MTT cancer cell viability assay in the presence of GLUT3 inhibitors

Cancer cell viability in the presence of GLUT3 inhibitors was assayed using the MTT Cell Viability Kit (Biotium Inc, Freemont, CA) according to manufacturer’s instructions. Cancer cells were grown in the corresponding medium, at 37 °C and 5% CO2 in a humidified incubator.
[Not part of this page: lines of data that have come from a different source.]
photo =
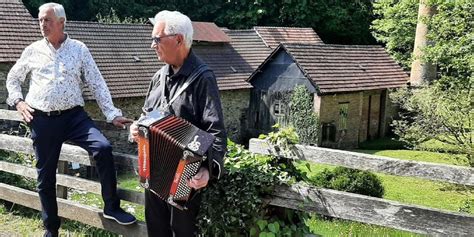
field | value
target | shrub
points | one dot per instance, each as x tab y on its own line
350	180
302	116
233	205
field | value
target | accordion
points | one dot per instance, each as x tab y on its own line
170	151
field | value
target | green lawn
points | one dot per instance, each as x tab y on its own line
408	190
402	189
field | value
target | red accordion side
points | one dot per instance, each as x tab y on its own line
170	151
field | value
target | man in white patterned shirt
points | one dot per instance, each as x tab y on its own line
53	108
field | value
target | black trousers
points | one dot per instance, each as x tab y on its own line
163	220
48	134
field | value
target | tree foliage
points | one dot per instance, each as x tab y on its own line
336	21
395	26
442	111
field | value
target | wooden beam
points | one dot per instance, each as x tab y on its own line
372	210
431	171
69	152
71	210
24	145
61	191
73	182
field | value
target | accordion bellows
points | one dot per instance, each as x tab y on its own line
170	151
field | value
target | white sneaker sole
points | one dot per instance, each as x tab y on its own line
122	223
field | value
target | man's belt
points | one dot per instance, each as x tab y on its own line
55	112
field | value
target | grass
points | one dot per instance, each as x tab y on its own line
413	191
335	227
407	190
425	156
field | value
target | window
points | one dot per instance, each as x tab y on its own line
343	115
278	108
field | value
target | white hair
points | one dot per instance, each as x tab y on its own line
57	8
176	23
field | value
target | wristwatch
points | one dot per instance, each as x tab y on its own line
15	102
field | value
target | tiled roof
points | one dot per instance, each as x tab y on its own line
249	46
205	31
209	32
17	30
273	36
345	68
122	53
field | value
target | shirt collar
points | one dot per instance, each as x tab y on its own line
188	66
62	44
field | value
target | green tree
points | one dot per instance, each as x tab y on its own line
302	116
336	21
442	111
394	26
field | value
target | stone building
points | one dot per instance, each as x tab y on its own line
349	83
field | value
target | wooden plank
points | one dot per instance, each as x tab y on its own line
373	210
10	115
71	210
431	171
24	145
69	152
73	182
61	191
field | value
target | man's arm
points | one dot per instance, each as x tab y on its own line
99	89
15	78
213	122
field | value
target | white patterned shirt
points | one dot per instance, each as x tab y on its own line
57	78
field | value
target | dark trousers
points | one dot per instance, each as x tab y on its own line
163	220
48	134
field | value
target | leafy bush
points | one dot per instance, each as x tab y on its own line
302	116
350	180
232	206
385	143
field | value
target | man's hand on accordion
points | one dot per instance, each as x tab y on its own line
133	132
199	180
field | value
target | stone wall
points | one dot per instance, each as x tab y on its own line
329	113
234	104
4	69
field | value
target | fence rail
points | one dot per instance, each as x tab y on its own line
431	171
300	197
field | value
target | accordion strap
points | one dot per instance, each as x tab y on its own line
194	75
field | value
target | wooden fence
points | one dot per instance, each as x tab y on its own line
299	196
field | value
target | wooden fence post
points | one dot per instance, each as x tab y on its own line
61	191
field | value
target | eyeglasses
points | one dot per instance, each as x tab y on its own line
158	39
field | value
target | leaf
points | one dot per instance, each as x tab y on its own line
262	224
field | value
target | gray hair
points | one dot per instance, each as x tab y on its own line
176	23
57	8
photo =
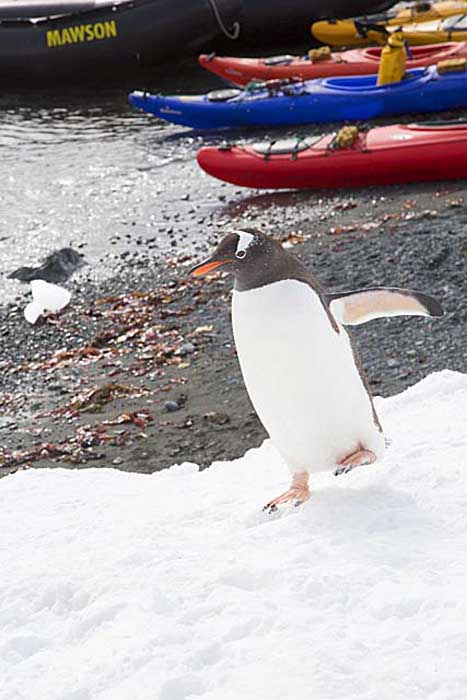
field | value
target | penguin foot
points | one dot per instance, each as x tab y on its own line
357	459
296	495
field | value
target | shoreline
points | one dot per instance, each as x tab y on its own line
154	350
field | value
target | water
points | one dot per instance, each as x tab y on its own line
85	169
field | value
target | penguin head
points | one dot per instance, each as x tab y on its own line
247	253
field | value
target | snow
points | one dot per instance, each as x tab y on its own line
175	586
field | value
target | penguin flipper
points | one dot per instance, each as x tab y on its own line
363	305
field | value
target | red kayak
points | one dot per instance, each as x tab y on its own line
382	156
355	62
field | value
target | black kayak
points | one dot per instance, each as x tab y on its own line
78	40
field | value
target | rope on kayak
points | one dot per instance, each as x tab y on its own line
321	54
232	33
451	65
345	137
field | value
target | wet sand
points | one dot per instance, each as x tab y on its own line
140	371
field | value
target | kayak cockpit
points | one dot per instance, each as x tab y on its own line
365	83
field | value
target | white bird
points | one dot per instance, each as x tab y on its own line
45	297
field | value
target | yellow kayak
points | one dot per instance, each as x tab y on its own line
365	31
451	29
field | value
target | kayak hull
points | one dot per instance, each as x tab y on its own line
76	45
241	71
347	32
318	101
387	155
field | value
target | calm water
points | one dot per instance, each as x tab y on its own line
87	170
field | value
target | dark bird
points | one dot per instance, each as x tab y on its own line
57	267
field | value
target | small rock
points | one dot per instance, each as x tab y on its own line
216	417
185	349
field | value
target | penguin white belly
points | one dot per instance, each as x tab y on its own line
301	376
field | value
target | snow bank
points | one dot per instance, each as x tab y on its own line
175	586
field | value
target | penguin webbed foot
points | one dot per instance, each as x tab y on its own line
357	459
295	496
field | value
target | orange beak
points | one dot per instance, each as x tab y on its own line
207	266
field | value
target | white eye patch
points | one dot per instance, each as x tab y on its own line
244	241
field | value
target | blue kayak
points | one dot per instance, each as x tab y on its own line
314	101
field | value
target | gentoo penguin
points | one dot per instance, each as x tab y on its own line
302	375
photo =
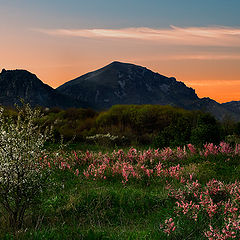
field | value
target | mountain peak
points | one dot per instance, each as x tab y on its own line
126	83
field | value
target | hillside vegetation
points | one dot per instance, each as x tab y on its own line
191	191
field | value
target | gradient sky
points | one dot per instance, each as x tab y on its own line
198	42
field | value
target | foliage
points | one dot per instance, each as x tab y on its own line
22	176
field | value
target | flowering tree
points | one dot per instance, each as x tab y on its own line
22	174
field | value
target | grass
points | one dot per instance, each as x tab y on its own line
74	207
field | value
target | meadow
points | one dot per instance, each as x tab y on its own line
186	192
182	193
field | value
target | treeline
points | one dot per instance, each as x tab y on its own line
153	125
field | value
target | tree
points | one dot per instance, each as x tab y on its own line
22	174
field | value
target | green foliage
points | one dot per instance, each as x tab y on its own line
207	130
21	174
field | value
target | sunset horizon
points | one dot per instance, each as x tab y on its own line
197	43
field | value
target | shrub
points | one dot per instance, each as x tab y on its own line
22	176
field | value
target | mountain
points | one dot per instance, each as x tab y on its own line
233	106
16	84
124	83
116	83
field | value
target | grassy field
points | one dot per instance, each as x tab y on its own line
182	193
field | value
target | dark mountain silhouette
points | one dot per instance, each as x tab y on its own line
16	84
116	83
233	106
124	83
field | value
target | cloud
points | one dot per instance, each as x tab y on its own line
206	36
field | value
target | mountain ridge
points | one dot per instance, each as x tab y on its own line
115	83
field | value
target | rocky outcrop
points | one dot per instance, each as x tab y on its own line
17	84
124	83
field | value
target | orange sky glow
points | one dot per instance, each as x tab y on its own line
204	58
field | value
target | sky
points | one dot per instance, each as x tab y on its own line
197	42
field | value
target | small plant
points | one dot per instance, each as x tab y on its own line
22	173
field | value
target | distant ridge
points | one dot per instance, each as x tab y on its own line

The media (Gibco) for leukemia cells (HL60 and U937), A549, MCF7, BeWo, and HepG2 cells were RPMI 1640, Ham’s F-12K, DMEM:F-12, Ham’s F-12K, and EMEM, respectively, all supplemented with 10% (v/v) fetal bovine serum (HyClone). Caco-2 cells were grown in EMEM supplemented with 20% (v/v) fetal bovine serum. Cells were detached from the culture flasks with Accutase (Innovative Cell Technologies, Inc., San Diego, CA) according to manufacturer’s instructions. Cells were seeded in 96-well plates, at a density of ~ 30,000 cells/well (in 100 µl fresh media) and incubated with varying concentrations of GLUT3 inhibitors for 48 h, at 37 °C and 5% CO2 in a humidified incubator. The inhibitors were dissolved in DMSO, at 100× the final concentration, so that 1 µl of the stock inhibitor concentration was added per well, making the final DMSO concentration 1% (v/v). Therefore, controls for 100% cell viability were cells with 1% (v/v) DMSO without the inhibitors. Controls for 0% cell viability were cells treated with 0.3% (v/v) Tween 20. For MTT assay, 10 µl of MTT reagent was added in each well followed by 3–4 h incubation at 37 °C and 5% CO2 in a humidified incubator. After thoroughly mixing in 200 µl DMSO in each well, the plates were put into a plate reader (BioTek Synergy H1), and the absorbances at 570 nm and 630 nm were measured with Gen5 program (BioTek Inc.). The experimental values represent Abs570 nm-Abs630 nm with each inhibitor condition and control being the average of three wells.